I took luck and fortune by the hand, and together we journeyed:
I swung in hammocks with short, tunic-clad elders and communed with the celestial folks while gunshots rang out beyond the rivers.
In Spain, sweet souls sucked poison from my knees in a yurt nestled in dusty, sacred mountains. We found a neon-and-black newt paddling circles into the center of a spring water well.
I spent hundreds of nights in southern huts built on red earth. Rainy season brought out warped wooden bridges which connected the homes, which I walked in line with skinny dogs. Here, plants that reek of gasoline and ethereal, pink, sweet heart blossoms work hand-in-hand for our healing.
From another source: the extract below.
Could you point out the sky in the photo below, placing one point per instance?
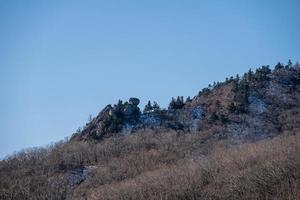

On a hill in higher land, I felt rare jungle breezes clear thoughts from my humble home and my mind as butterflies and monkeys guarded the perimeter in play. There, I planted trees for eating, for dreaming and for healing. I bled WWII into the earth by squatting above a small mound. Some things there are hidden forever, only to be remembered by the forest.
These are beautiful moments of my life. I watch them from here like a dragon-shaped kite flying above as I stand on cold, hard earth. I remind myself that I hold the string, but the wind is Master.
Now, quiet, I see white-on-white; tracks of brown deer browsing in birch forests.
Mystery lowers you deeper into the well, deeper into the cave; darker into the night, darker into the past. Time has taught me the memory-cave only gets deeper. And so, like a spelunker, you descend with your light to seek the gems, to re-member.
At times it is terrifying—but I have a saving grace, and it goes by the name of curiosity.